Part of why I love trees relates to this in a round about way. They take up space. Sometimes a lot. It is often in an inconvenient area of town that a tree decides to branch out and fill up as much sky room as possible. A tree that is tangled and knotted with branches dissecting into more branches is so beautiful to me. The more they put out there, the more I appreciate them.

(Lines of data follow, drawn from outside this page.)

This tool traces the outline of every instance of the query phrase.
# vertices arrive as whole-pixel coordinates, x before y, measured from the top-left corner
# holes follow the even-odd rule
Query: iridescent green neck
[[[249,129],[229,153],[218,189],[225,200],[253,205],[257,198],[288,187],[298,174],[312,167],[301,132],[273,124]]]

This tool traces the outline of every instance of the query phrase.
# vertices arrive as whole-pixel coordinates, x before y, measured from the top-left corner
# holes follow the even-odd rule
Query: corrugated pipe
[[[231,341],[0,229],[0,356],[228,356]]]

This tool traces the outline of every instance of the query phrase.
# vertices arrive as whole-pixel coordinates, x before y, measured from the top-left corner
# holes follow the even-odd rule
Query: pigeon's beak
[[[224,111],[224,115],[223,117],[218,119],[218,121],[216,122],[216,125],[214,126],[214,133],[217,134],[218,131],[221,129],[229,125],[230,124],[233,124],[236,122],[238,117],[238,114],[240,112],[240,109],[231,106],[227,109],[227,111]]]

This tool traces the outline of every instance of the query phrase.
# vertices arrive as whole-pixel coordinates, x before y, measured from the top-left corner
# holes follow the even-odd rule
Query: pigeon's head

I don't have much of a vocabulary. But I do have passion for the things I write and speak about.
To put my little thoughts out into the world is always a risk. May I be reminded by possibly the second greatest creation ever that growing big and branching out isn't neccessarily a bad thing. I may not be able to change it...And maybe God doesn't really want to.

Monday, May 24, 2010

under the sun

"...I wanted to see what was worthwhile for men to do under heaven during the few days of their lives..."

The few days.

Although I can't see ahead of me I imagine it to be a string of memories. Maybe 20 more, to be a bead on my life necklace. When I really think about it, the past 24 years are reduced to a few days I keep with me. They loop around in my head, almost daily: the first memory, of standing in Medicine Hat on the sidewalk, barefoot. Ants making hills in soft brown sand between the cracks of cement. There is the smell and feel of spring in Kimberley, of walking home from school, running on the field grass. There is the memory of deep confusion and loneliness. There is the memory of pure joy, dancing around mirror lake alone at night. They are all just a few days of significance.

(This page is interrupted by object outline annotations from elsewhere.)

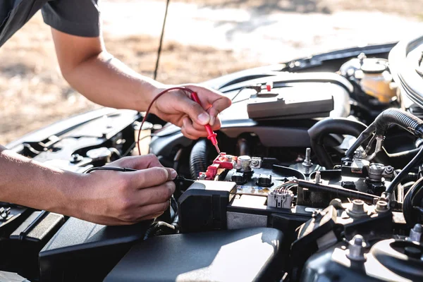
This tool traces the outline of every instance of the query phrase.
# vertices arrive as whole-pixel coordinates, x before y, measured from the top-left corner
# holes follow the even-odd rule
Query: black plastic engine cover
[[[226,207],[235,196],[233,182],[195,181],[178,200],[183,232],[226,228]]]
[[[341,243],[312,256],[304,267],[300,281],[422,281],[423,262],[407,255],[406,248],[419,252],[417,242],[384,240],[366,253],[365,260],[350,260],[345,244]]]
[[[69,219],[39,252],[41,281],[101,281],[151,223],[105,226]]]
[[[279,281],[283,239],[267,228],[155,237],[133,246],[104,282]]]

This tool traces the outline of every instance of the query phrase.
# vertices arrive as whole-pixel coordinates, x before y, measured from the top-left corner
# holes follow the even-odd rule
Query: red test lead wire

Life for me is really just getting into the swing of things. I'm not able to look back on 50 years and finally understand. I do however, when hearing this verse, think about making my days count. Really. Not even just for God (when is a day not for God? If I'm up and smiling its His doing!) but to know I've really lived. I live in a country where I can have anything I want (well, besides clean air silence and sequoia trees) and have health and a pretty good functioning brain (talk to me after school is done). Yet, because everything is at my fingertips, I don't want to sit back and say I'll do it when the sun is out. I don't want to waste.

Then I realized it is good and proper for a man to eat and drink and to find satisfaction in his toilsome labor under the sun during the few days of life God has given him- for this is his lot. More-over, when God gives any man wealth and possessions and enables him to enjoy them, to accept his lot and be happy in his work- this is a gift of God.

I guess for me, the best way not to waste my days is to appreciate them. To say thank you for them. To acknowledge the gifts that have been given to me- the challenges God has presented me with. I pray God continues to fill me with His gladness of heart.